South Carolina's center of population is 2.4 mi north of the State House in the city of Columbia.

According to the United States Census Bureau, as of 2020, South Carolina had an estimated population of 5,118,425, which is an increase of 493,041, or 10.7%, since the year 2010.

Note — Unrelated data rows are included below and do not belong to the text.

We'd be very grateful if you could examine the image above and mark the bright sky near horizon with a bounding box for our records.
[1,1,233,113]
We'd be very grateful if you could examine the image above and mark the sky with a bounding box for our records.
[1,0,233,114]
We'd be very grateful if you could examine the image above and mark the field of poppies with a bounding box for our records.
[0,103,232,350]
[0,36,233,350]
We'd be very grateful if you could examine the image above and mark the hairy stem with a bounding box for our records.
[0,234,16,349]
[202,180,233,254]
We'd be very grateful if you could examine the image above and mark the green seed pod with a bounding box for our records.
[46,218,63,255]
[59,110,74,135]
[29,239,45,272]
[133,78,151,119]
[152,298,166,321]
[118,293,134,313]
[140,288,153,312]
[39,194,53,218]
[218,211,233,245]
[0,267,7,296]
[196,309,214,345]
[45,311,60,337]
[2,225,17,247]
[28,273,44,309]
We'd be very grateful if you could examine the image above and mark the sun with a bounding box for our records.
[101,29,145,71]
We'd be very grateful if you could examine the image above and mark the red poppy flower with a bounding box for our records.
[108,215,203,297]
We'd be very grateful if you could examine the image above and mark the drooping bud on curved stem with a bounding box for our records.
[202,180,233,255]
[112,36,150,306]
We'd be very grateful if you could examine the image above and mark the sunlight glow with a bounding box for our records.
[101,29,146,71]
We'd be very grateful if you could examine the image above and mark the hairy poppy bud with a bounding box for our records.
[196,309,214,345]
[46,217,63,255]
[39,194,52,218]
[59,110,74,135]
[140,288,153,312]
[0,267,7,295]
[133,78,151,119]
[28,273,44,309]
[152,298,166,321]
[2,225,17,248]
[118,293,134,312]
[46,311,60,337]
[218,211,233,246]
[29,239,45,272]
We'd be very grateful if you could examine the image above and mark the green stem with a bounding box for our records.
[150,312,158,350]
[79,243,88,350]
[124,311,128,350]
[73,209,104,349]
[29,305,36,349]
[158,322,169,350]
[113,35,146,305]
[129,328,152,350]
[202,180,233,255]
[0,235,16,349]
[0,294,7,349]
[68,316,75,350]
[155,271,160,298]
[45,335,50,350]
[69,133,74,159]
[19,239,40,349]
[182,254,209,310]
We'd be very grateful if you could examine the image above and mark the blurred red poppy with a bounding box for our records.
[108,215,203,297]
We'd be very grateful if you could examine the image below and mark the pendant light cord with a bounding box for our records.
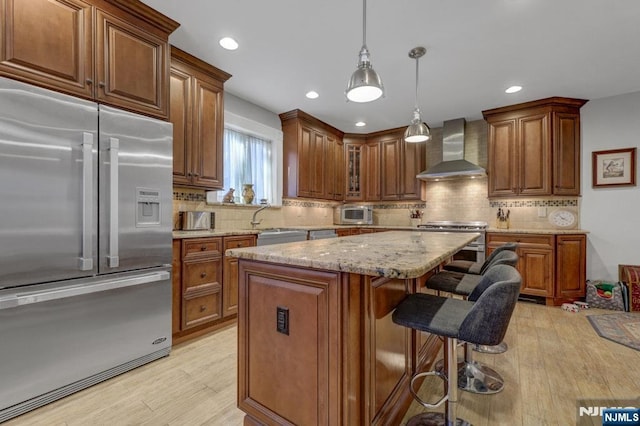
[362,0,367,48]
[414,56,419,110]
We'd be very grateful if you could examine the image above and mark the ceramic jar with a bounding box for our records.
[242,184,255,204]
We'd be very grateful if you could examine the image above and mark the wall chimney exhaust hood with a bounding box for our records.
[416,117,486,180]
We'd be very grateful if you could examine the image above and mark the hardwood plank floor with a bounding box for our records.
[5,303,639,425]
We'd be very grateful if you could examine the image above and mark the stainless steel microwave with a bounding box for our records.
[334,205,373,225]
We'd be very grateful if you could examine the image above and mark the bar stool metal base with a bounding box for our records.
[434,360,504,394]
[406,412,471,426]
[473,342,508,354]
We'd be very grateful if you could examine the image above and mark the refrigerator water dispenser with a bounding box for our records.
[136,188,161,227]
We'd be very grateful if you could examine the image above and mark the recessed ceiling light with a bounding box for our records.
[505,85,522,94]
[355,121,366,127]
[219,37,239,51]
[305,91,319,99]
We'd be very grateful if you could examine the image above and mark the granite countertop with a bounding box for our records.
[486,228,589,234]
[226,230,479,279]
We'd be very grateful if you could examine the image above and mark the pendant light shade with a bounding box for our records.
[345,0,384,103]
[404,47,430,143]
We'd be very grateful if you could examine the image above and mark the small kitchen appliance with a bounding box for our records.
[334,205,373,225]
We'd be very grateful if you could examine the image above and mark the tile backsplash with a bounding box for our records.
[173,183,581,230]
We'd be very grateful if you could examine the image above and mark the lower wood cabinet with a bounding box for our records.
[172,234,256,344]
[486,232,586,305]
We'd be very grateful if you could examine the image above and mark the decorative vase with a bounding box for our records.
[242,184,255,204]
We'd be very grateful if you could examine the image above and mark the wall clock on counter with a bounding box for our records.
[548,209,578,229]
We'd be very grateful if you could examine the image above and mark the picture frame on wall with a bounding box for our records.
[592,147,637,187]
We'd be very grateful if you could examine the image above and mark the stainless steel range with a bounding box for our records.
[417,221,487,263]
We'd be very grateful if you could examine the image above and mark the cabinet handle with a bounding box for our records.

According to the University of South Carolina's Arnold School of Public Health, Consortium for Latino Immigration Studies, South Carolina's foreign-born population grew faster than any other state between 2000 and 2005. The Consortium reports that the number of Hispanics in South Carolina is greatly undercounted by census enumerators and may be more than 400,000.

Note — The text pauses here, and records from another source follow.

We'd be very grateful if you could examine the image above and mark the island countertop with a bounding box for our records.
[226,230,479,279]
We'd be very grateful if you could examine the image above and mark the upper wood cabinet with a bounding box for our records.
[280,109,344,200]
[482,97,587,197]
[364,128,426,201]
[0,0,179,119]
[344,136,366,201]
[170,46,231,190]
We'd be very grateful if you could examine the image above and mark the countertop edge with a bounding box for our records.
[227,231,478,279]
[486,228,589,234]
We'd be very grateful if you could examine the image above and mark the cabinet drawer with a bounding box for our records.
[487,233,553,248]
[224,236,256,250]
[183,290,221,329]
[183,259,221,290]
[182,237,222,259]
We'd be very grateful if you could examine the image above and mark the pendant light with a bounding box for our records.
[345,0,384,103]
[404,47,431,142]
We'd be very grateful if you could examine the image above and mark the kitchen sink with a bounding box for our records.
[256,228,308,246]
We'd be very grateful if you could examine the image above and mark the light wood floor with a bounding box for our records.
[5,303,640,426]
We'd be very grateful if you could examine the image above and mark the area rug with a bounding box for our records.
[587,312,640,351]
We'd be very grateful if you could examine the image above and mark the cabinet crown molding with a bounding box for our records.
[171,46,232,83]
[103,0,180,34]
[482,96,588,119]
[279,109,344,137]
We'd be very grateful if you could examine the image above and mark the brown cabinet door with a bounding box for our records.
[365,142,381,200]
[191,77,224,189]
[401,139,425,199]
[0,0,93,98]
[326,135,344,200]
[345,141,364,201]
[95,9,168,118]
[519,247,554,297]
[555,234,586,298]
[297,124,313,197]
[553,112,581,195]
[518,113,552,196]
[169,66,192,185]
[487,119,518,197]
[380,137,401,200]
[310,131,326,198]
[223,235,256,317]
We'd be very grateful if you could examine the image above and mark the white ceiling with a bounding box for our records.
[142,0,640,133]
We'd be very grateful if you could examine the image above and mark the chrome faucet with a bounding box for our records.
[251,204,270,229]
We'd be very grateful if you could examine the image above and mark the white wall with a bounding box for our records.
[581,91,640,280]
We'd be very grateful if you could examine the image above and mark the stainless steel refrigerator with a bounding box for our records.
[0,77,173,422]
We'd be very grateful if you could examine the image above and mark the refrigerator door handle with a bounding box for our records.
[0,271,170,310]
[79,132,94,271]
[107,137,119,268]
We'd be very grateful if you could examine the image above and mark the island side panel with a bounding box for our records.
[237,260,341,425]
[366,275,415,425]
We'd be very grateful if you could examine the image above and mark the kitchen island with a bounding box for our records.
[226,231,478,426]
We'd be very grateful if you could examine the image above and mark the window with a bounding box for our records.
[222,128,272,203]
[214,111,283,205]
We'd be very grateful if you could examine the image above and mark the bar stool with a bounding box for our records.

South Carolina's population increased by 15.4 percent between 1990 and 2000 and by another 7.4 percent between
2000 and 2005; 11.6 percent of that increase has been attributed to immigration, primarily from Mexico and Latin America. Most work in the construction industry, with another proportion in agriculture, in addition to processing factories. The Latino population has increased considerably faster in South Carolina and the Southeast than for the United States as a whole.

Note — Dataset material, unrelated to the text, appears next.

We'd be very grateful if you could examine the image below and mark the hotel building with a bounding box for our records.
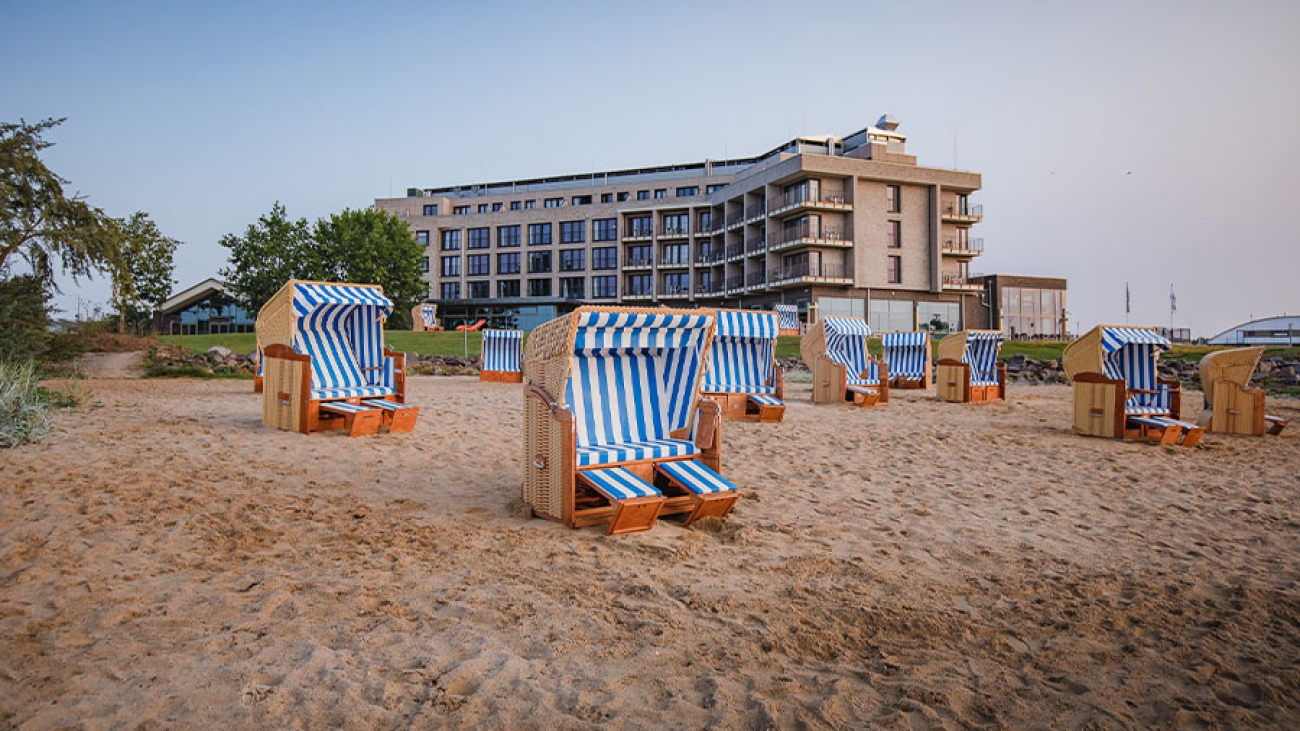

From 1720 until 1920, African slaves and their descendants made up a majority of the state's population. (See census data below.) Whites became a majority in the state after that date, following the migration of tens of thousands of blacks to northern industrial cities in the Great Migration. In the 21st century, most of the African-American population in the state lives in the Lowcountry and the Midlands areas, historically areas of their greatest concentrations of population.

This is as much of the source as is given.